Britain has indicated it wants an “amicable solution” to the diplomatic crisis over Wikileaks founder Julian Assange after Ecuador granted him political asylum. An Ecuadorean government spokesman said they had received a phone call from the Americas desk at the Foreign Office with a message they believed to have come from Foreign Secretary William Hague. It comes as its government said it had received a call from the UK Foreign Office saying temperatures on both sides needed to be cooled down.
Mr Assange took refuge at Ecuador’s embassy in London in June as he faced extradition to Sweden over sexual assault claims, which he denies. Ecuador announced on Thursday it had granted Mr Assange asylum, saying that his human rights might be violated if he is sent to Sweden. The Foreign and Commonwealth Office in London said it would not give a “running commentary” on what contacts had been made with the Ecuadoreans. But a spokesman said: “We hope that we can reach an amicable solution to the situation.”

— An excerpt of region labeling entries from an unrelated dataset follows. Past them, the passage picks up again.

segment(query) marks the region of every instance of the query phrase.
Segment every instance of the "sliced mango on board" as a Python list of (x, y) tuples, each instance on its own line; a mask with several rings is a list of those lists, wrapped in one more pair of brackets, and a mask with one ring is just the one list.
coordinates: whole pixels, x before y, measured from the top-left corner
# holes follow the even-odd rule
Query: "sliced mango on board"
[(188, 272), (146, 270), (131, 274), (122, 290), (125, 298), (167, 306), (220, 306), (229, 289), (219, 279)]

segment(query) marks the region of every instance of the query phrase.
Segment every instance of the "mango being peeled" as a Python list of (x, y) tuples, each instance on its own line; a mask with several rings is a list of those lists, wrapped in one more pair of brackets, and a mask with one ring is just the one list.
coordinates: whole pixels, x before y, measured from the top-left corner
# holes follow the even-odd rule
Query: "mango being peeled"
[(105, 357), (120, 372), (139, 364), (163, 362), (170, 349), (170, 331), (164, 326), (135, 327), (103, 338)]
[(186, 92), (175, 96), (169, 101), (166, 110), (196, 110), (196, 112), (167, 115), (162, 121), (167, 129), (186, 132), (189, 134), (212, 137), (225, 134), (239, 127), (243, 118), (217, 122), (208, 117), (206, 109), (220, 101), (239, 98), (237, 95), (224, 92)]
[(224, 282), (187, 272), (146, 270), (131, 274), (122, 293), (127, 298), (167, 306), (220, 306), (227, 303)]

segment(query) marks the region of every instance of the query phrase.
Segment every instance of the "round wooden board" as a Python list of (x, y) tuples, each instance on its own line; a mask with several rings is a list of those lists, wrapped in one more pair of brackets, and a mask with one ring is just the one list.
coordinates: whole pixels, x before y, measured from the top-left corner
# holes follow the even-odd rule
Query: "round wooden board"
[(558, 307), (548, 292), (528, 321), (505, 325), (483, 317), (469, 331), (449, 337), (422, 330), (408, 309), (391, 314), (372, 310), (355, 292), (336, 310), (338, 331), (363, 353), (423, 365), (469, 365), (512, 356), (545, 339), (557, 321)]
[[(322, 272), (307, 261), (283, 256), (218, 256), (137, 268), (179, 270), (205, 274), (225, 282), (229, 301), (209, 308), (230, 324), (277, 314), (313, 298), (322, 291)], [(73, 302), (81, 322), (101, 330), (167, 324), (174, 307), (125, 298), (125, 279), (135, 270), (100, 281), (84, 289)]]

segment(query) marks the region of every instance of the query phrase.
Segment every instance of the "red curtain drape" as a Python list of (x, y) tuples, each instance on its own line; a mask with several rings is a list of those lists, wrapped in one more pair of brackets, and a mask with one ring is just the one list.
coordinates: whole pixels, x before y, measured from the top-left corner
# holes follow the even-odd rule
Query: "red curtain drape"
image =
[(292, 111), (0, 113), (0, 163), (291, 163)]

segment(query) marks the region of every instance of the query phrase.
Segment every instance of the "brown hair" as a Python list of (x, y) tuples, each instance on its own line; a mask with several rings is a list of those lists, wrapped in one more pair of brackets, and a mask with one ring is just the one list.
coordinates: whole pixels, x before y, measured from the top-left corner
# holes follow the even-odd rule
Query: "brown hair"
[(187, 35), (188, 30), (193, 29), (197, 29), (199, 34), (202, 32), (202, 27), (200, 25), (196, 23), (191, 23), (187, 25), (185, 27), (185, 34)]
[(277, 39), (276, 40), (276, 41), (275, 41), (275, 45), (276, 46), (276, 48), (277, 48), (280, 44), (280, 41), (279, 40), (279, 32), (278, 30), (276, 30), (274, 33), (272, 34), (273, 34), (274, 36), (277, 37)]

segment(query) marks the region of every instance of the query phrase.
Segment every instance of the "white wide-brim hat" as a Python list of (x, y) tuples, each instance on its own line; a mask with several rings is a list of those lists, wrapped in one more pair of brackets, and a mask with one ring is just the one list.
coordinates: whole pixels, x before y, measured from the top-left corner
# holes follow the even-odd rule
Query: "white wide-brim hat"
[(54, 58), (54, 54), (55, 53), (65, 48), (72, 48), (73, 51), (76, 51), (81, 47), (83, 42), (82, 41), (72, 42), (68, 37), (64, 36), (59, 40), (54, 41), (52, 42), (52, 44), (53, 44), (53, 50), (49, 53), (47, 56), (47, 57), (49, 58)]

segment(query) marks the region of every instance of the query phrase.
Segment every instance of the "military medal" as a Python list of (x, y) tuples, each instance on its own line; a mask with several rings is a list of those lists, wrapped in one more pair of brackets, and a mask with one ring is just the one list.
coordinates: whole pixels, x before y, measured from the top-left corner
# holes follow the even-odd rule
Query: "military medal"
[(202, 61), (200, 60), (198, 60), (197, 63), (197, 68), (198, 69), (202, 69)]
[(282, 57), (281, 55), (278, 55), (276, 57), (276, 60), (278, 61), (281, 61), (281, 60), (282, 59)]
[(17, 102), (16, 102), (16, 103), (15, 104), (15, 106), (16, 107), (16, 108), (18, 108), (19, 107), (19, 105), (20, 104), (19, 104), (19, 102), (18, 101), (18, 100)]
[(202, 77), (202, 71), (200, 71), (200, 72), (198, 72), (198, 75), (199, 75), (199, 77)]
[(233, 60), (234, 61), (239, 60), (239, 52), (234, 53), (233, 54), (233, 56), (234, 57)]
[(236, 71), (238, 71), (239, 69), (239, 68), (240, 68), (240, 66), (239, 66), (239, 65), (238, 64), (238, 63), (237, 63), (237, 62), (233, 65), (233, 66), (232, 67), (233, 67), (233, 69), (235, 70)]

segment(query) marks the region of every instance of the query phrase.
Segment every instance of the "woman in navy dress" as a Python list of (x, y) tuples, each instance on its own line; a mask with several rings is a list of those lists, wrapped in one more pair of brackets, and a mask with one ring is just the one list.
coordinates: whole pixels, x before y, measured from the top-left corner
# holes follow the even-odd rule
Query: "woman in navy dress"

The spokesman said that “as a result both sides will go back to near normal diplomatic conversations in seeking a solution to Mr Assange” and what would happen to him after completion of legal proceedings in Sweden. The Ecuadoreans say they are looking for guarantees that after any trial in Sweden there would be no further extradition, and for safeguards over how Mr Assange would be held in Sweden would be met.
Meanwhile, an extraordinary session of the Organization of American States (OAS) has begun in Washington to consider the situation between the UK and Ecuador, with the Ecuadorean representative taking the floor. The US, meanwhile, has said it “does not recognise the concept of diplomatic asylum as a matter of international law”. “We believe this is a bilateral issue between Ecuador and the United Kingdom and that the OAS has no role to play in this matter,” the US state department said in a statement.